From the depiction of the Neanderthal to the kings and princess of medieval India, up to colonial, post modern and contemporary times, disability is conspicuous by its absence in the museums of the world. Are we to think that if art and media are a mirror to and of society, then disability is fiction?
Right to barrier-free participation in cultural life is one of the mandates of the United Nations Convention on the Rights of Persons with Disabilities, to which India is a signatory. This blog attempts to document the current status of accessibility across museums in India for persons with disabilities.

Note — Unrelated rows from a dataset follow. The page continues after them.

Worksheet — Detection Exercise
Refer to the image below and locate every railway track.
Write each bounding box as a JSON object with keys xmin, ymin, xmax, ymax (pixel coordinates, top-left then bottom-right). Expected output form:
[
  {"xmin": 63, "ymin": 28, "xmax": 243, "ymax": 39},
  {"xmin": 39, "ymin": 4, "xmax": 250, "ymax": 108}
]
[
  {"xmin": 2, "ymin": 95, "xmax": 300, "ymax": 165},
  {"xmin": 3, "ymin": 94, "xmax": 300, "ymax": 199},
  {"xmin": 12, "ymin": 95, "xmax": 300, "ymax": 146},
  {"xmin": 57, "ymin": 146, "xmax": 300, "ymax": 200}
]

Accessibility is not restricted to physical barriers, such as building architecture or navigation routes within the premises or on the museum grounds. Accessibility is primarily about inclusion. When it comes to museums, museum professionals in India need to ensure that the exhibits, the signage, the educational programs, audio-video tours and catalogs, and other community outreach materials are accessible for visitors who are blind and/or visually impaired, deaf and/or hard of hearing, also children with developmental disabilities (autism, learning) and visitors who cannot engage with exhibits due to motor disabilities.
The blog will feature interviews of people working in museums, art galleries, cultural centers, heritage sites, and leisure spaces, across government, civil society and not-for-profit and corporate stakeholders.

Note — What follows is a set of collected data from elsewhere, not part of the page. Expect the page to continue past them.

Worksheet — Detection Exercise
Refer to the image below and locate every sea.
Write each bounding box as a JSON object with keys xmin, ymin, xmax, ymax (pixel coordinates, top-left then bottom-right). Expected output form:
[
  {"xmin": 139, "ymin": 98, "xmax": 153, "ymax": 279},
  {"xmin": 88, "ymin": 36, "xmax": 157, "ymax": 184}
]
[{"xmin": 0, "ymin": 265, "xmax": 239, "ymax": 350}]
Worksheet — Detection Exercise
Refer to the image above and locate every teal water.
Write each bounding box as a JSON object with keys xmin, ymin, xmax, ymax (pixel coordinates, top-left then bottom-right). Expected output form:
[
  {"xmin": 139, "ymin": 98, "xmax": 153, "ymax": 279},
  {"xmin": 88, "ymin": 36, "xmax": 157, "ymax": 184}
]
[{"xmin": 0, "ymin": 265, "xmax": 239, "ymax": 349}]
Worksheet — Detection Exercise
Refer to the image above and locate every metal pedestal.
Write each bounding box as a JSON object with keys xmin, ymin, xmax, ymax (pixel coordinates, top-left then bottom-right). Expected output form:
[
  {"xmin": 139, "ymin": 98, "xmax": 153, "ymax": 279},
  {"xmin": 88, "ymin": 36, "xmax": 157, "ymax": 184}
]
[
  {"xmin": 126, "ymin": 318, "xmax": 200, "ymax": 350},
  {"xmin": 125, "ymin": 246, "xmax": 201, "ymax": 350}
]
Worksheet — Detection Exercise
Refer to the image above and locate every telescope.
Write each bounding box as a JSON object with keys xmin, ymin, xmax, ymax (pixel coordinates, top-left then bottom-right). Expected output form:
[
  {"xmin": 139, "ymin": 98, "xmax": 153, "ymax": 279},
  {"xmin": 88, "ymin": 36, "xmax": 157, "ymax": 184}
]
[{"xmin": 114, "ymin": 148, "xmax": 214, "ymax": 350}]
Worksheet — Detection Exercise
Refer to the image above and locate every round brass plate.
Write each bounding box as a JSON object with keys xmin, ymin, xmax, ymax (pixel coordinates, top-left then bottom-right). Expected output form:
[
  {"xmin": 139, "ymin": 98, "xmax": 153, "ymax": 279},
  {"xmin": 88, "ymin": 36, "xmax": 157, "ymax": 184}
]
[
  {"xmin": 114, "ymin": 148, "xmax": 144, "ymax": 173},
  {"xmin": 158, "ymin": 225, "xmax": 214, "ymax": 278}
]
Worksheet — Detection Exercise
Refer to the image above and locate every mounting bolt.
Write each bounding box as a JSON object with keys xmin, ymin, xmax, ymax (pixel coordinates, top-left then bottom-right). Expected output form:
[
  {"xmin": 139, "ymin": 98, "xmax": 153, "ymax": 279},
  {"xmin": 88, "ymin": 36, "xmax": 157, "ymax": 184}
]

The resource page will have the questions we posted to various government ministries in India through the Right to Information Act, including the Ministry of Labour, Ministry of Culture, Ministry of Science and Technology, Ministry of Information and Communication Technology, Ministry of Social Justice – among others – and their responses on accessibility regulations, programs, training and interventions in India’s cultural sphere. See all the RTI questions here.
Another aspect of this project will also look at curatorial practices in representing persons with disabilities in museums. It would not be a gross generalization to suggest that people living with a range of disabilities find no likeness of themselves in India’s public, cultural and art spaces.